Maggie's eyelids fluttered a few seconds on a shadow silhouetted in the doorframe. Under the candle's dancing flame, Kate's angelic smile took on a bit of a demonic air, while her lips, animated by the golden reflections, seemed to hold back silent, mocking, curses addressed to the company.

“Well, ask her!” Maggie blurted, pointing with an accusatory finger. “Katie was leading me. She claims there's a ghost in the house . . .”
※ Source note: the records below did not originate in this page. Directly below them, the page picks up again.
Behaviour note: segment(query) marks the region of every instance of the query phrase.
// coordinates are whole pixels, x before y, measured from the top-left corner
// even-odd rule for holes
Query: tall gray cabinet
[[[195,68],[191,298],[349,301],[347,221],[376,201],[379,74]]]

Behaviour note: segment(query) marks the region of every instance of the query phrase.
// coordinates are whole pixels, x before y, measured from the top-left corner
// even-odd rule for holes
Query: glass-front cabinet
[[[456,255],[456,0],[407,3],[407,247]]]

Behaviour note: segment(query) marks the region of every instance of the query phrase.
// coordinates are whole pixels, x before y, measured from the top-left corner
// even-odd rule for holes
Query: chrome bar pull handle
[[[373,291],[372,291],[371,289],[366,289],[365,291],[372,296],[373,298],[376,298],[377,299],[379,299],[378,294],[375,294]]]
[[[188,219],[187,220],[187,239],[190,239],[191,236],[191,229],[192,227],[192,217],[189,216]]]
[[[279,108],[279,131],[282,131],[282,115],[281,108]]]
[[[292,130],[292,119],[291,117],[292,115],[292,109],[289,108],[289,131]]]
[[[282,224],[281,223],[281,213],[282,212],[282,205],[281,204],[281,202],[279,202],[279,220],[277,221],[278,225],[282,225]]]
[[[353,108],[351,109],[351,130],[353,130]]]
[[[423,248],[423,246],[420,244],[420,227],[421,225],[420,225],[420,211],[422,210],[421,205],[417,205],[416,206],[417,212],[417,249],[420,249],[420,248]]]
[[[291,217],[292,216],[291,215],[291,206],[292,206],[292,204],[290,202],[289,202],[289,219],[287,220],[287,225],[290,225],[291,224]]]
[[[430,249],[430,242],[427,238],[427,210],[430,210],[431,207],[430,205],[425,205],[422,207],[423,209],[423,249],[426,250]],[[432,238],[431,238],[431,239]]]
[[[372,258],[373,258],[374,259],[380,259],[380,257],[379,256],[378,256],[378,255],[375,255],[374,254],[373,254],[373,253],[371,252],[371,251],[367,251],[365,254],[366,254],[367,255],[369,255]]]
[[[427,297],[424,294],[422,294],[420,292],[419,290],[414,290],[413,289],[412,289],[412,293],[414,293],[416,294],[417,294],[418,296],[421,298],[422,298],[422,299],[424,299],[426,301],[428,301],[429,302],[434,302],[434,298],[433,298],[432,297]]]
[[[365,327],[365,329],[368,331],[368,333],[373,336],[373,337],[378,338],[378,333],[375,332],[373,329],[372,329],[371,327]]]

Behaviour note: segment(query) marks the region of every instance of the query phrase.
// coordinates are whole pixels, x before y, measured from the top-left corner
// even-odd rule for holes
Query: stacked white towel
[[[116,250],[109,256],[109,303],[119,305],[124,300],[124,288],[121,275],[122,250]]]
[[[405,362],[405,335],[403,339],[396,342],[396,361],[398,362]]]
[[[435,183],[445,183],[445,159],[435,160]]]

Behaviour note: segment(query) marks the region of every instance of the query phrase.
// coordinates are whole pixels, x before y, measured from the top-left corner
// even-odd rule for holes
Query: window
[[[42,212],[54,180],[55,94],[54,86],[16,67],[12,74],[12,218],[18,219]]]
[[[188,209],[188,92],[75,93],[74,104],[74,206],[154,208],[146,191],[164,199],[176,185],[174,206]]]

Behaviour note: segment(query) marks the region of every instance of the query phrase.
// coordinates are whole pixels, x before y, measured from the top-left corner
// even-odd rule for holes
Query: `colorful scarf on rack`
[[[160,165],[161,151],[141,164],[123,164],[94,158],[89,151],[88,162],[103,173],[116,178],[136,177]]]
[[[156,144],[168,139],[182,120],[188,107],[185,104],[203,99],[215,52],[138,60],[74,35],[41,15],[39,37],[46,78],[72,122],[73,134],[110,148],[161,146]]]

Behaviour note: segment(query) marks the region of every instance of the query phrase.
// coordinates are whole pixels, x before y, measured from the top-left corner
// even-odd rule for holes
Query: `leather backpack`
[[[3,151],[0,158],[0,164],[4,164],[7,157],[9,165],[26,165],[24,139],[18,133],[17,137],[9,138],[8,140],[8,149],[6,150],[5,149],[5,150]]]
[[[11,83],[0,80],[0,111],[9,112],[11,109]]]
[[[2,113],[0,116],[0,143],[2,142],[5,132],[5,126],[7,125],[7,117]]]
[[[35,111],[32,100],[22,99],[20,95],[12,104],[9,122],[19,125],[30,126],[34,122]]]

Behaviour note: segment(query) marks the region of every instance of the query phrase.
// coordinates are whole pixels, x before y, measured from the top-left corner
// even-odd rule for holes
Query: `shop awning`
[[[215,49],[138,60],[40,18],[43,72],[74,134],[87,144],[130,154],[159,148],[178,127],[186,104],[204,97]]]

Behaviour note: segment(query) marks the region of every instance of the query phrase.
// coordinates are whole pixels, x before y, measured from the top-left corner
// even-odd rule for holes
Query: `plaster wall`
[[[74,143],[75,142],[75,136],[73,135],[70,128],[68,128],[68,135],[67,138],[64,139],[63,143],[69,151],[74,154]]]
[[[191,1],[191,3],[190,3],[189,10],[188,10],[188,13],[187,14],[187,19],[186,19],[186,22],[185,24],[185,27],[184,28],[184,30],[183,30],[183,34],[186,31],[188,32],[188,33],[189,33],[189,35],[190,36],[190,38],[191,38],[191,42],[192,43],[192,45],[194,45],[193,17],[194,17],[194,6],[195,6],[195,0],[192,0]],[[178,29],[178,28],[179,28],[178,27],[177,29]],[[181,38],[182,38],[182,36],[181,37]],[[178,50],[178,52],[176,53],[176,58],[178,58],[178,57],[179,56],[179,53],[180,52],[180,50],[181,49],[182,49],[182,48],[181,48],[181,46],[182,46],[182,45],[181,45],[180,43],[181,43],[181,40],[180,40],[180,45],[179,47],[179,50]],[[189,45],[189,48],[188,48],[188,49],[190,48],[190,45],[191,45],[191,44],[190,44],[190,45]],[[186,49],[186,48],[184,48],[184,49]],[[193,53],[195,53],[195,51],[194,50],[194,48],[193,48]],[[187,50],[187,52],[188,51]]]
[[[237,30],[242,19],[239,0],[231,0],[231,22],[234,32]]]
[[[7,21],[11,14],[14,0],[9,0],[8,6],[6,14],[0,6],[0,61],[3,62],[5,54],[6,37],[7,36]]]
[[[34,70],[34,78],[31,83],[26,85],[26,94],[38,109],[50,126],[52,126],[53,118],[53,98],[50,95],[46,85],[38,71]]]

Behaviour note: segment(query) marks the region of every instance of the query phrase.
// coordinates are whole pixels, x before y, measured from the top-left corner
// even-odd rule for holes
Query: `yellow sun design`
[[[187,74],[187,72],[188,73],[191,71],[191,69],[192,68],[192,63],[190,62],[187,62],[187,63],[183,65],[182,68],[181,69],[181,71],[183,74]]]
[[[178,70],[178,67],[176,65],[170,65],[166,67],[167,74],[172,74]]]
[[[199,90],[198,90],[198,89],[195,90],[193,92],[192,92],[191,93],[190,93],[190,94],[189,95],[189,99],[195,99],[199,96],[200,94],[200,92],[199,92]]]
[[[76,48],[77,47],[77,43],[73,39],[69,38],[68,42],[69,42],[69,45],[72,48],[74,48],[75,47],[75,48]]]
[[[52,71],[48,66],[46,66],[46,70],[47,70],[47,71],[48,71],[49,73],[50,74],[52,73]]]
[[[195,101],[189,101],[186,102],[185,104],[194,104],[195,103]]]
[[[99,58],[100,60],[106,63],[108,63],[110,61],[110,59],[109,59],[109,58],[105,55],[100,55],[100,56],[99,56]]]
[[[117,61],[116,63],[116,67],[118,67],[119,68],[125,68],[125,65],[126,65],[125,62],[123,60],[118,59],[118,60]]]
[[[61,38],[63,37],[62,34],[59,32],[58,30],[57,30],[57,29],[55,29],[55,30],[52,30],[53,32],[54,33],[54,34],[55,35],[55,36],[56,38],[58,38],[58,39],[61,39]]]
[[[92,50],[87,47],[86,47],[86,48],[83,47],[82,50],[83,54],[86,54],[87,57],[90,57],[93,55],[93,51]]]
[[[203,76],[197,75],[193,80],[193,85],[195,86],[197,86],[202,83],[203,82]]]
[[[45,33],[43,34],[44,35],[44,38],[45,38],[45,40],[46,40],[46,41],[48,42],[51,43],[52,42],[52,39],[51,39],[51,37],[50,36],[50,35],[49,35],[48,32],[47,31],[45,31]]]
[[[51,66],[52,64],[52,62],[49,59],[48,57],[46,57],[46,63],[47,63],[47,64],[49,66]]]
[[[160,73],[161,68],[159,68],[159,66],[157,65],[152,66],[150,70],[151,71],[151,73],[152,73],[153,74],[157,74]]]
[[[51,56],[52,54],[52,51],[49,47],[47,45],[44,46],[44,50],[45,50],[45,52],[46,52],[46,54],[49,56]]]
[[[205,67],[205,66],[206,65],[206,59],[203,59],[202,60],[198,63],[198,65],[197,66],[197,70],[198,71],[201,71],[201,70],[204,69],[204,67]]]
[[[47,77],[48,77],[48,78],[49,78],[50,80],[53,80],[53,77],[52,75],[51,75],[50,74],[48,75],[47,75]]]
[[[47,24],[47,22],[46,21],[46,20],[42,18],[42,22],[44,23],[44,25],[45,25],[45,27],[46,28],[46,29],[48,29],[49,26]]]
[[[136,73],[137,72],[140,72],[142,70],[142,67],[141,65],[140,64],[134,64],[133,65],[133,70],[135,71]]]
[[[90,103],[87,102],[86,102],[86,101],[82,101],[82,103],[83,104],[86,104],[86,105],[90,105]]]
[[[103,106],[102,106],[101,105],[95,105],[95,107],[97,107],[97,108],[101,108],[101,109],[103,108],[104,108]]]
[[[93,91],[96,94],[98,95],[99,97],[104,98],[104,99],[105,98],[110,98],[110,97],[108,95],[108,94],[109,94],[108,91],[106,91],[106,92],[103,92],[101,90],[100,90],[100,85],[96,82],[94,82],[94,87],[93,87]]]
Their mother, disconcerted, threw worried looks at her spouse and at the dark corners of the room. She was a thick and well-groomed woman, eternally dressed in an embroidered bonnet, her black hair gathered at the nape of her neck, with plump and, despite farm labors, very white hands, a copious bosom beneath her blouse, and a strong nose in the center of a rather pleasant face that, with makeup, would have appealed to a horse breeder or a Rochester merchant. Her keen eye landed finally on the younger girl.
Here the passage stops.